Con firmeza la tomó y tras librar una pequeña batalla con las enredadas raíces, huyó hasta toparse con el bendito lumario. Sin atisbo de temor, avanzó hacia él con determinación, permitiéndose envolverse por esa fuente de energía que la poseyó, derribándola de rodillas por la intensidad que emanaba. No estaba segura de si ese era el procedimiento adecuado, pero surtió efecto. Salir de la fuente lunar resultó complicado; su gema ahora lucía en tonalidades oscuras. Un calor vigorizante se propagó por su ser, sus piernas temblaban, experimentando un constante hormigueo.
Empapada en esa energía revitalizante, retomó la piedra y prosiguió con su odisea. Una vez recuperada, corrió todo lo que pudo. Luego de andar por un tramo, se detuvo de repente, maravillada por la visión que se desplegaba ante sus ojos: las seis lunas resplandecían en lo alto, desde donde descendían luces densas como una majestuosa cascada. Una imponente estructura suspendida en el aire se erigía bajo ese esplendor. Ella, que se encontraba a una gran distancia, se sentía deslumbrada, no podía ni imaginar la magnificencia que experimentaban aquellos que estaban frente al templo. Los espíritus derramaban sus bendiciones sobre los aghanienses, y ella se estaba perdiendo ese asombroso espectáculo.

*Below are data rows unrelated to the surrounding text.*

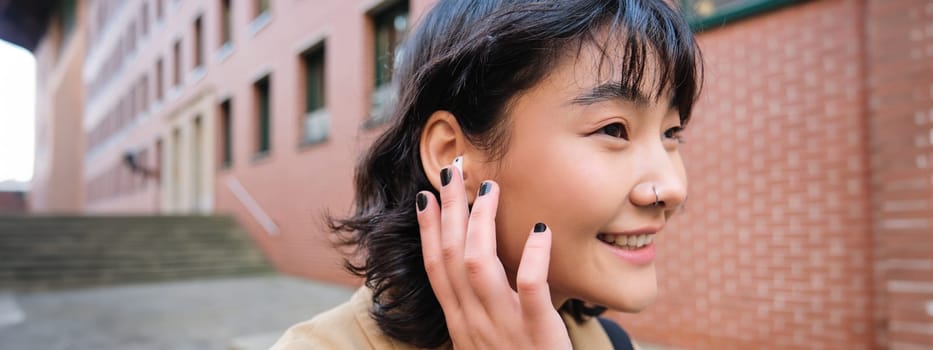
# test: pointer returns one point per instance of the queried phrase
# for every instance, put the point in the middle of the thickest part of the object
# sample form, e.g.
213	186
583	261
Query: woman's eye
674	133
615	130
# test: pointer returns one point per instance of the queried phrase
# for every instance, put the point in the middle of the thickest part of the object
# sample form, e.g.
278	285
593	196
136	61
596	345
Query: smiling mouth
629	242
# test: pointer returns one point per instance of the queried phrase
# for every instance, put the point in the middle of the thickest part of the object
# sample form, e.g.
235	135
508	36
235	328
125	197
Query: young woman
530	165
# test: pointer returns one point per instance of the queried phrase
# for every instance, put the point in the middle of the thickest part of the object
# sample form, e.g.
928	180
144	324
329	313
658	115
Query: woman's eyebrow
611	91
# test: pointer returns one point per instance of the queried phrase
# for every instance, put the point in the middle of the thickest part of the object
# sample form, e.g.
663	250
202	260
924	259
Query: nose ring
657	198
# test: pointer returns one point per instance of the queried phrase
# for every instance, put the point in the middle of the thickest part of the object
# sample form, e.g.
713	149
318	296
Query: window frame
262	92
226	133
314	121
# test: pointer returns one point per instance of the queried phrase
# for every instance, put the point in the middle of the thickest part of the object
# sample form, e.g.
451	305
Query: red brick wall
772	251
899	37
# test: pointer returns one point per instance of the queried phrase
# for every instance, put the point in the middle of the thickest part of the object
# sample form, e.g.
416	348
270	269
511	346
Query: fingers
429	221
484	270
454	216
531	280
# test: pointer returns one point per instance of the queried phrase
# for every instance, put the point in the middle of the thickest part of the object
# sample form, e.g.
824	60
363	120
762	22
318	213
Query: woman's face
586	161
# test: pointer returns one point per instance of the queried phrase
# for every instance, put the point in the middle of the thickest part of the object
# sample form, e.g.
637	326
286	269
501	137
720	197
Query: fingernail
458	162
484	188
421	201
540	227
445	176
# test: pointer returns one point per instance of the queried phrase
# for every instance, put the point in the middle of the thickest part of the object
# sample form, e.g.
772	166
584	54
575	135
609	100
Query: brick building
809	156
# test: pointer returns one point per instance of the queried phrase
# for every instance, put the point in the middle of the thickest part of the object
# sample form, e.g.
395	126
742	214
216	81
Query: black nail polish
484	188
421	201
445	176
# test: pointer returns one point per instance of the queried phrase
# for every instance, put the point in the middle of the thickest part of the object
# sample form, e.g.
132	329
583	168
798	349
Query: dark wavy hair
472	58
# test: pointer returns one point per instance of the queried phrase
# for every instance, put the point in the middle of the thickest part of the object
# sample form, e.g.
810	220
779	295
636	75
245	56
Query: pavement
242	313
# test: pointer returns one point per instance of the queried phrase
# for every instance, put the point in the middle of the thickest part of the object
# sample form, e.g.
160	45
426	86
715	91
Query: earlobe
442	141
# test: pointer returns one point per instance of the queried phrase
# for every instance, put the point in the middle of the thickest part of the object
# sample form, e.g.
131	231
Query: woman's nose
663	189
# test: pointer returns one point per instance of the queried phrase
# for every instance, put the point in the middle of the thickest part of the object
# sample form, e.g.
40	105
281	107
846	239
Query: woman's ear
442	140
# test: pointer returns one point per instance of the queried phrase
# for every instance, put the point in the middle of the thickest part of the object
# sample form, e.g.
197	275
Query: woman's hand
481	309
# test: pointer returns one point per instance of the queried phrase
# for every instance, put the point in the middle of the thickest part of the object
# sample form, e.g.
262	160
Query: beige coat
349	326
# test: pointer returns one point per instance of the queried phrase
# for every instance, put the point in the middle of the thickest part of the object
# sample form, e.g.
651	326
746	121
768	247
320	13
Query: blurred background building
809	155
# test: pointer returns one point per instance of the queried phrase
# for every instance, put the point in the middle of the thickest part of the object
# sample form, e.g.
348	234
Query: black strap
619	338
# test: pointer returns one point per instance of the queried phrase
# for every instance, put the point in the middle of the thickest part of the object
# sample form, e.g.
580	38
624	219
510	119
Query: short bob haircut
472	58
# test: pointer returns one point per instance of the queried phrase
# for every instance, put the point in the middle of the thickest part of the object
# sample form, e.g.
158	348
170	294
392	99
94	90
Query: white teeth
628	241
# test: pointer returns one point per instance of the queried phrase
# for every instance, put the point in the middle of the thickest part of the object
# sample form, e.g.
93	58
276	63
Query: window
390	25
67	9
144	84
226	135
261	89
144	19
262	6
704	14
158	161
315	119
159	75
198	44
176	69
226	23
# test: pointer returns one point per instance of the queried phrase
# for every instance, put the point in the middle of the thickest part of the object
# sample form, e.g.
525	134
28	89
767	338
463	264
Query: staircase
51	252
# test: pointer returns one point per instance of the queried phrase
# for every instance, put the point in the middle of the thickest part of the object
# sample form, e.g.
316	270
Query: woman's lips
634	249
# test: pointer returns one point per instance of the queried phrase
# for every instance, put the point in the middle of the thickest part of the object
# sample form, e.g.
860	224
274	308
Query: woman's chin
633	300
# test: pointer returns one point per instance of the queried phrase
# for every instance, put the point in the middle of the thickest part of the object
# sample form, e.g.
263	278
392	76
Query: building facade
808	156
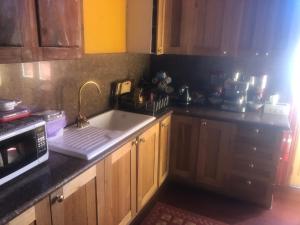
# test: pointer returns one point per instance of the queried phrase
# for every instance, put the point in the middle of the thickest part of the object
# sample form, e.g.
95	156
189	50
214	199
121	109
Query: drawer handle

Luchó por desterrar esos pensamientos, consciente de que nunca podría saborear la solemnidad a su alrededor si su padre no estaba presente. Acercó la piedra a su collar siguiendo el ritual practicado en su hogar, pero ya no emanaba calor. Escudriñó el entorno ansiosa, pero no había señales. Llamó a sus padres, pronunció sus nombres con la esperanza de obtener alguna respuesta, un susurro siquiera. No obstante, el silencio persistía, sin rastro de presencias. ¿Era acaso una falsedad? No, no podía serlo. Ella había escuchado a Gabriela, quien era parte del reino espiritual. Entonces, ¿por qué no lograba percibir a nadie?
—Papá— susurró con pesar, vencida y derrotada. —Pá, soy yo, Vera— continuó, pero sus palabras se entrelazaban con el llanto que comenzaba a aflorar. Se sintió miserable, tanto para nada. Iba a comenzar a llamarlos alzando más la voz cuando un estremecedor “¡Tú!” Resonó, paralizándola por completo.